It’s been a big month for Martian winds. Last week, audio recordings revealed the sounds of an actual dust devil traveling across the Red Planet’s surface. On Monday, a team of researchers released a study in Nature Astronomy detailing how some of these very same breezes could help provide energy to future human settlements at a rate far higher than previously believed.
As also reported in earlier rundowns courtesy of New Scientist and Motherboard, past assessments once deemed the winds of Mars too weak to provide a reliable, major source of power production, especially when measured against alternatives like solar and nuclear energy. This stems from the planet’s relatively thin atmosphere—just 1 percent of the density of Earth’s—which generally results in low force winds capable of moving flecks of dust and rock, but not much else.
[Related: For the first time, humans can hear a dust devil roar across Mars.]
However, a team led by Victoria Hartwick, a postdoctoral fellow at NASA Ames Research Center, used a state-of-the-art Mars climate model adapted from a similar, Earth-focused program to factor in the planet’s landscape, dust levels, solar radiation, and heat energy. After simulating years’ worth of weather and storm patterns, the group found substantial evidence that multiple regions of Mars could provide reliable wind alongside other sources like solar panel arrays. Not only that, but certain areas could generate enough power from wind alone to keep a base up and running.
Particularly suitable locations include crater rims and volcanic highlands, while winds blowing off ice deposits during the northern hemisphere’s winter produce essentially a “sea breeze” effect on the surrounding areas that could also be harvested for energy. In certain locations, average wind power production even came in as much as 3.4 times higher than solar, according to the study. In their findings, Hartwick’s team propose the construction of 160-foot tall turbines in seasonally icy northern regions of places such as Deuteronilus Mensae and Protonilus Mensae, along with similar structures around crater edges and volcano slopes.

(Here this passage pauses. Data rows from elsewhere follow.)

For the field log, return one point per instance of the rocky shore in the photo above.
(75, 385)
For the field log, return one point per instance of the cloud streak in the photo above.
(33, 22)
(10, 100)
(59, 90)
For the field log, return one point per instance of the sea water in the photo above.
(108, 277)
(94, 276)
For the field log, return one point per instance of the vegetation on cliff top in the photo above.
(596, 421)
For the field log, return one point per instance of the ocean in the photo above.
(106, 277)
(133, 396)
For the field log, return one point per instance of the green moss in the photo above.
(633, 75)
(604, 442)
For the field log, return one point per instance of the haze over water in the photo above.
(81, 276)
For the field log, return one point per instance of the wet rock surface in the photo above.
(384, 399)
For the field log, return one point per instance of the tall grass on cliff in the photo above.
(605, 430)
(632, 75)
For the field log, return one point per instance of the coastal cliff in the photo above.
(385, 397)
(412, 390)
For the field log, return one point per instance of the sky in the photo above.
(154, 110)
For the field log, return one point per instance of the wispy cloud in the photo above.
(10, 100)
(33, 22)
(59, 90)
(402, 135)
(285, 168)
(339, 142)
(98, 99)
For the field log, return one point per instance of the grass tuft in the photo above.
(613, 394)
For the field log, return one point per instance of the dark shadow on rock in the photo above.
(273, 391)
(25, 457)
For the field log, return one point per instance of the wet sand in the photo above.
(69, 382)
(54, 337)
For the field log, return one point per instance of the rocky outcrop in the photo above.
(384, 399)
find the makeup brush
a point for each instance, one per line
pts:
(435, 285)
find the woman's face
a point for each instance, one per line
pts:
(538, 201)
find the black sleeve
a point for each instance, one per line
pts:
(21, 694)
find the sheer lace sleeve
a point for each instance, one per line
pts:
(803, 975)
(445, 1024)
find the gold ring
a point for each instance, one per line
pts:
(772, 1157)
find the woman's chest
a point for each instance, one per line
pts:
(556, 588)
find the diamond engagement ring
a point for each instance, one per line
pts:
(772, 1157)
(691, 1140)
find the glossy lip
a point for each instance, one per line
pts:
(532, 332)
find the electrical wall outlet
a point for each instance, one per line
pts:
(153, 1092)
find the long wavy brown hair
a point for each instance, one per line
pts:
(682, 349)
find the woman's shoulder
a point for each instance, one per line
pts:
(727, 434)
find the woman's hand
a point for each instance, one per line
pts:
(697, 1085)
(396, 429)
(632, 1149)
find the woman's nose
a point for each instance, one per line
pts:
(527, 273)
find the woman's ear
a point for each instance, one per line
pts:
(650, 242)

[Related: NASA could build a future lunar base from 3D-printed moon-dust bricks.]
Unfortunately, because of traditional turbines’ weight, the additional rocket storage bulk could pose logistical and financial barriers. As such, the group’s paper encourages additional explorations into new construction designs, such as low-volume, lightweight balloon turbines and building from materials harvested on Mars itself—a concept that is already being explored for NASA’s upcoming return to the Moon in anticipation of an eventual permanent lunar base.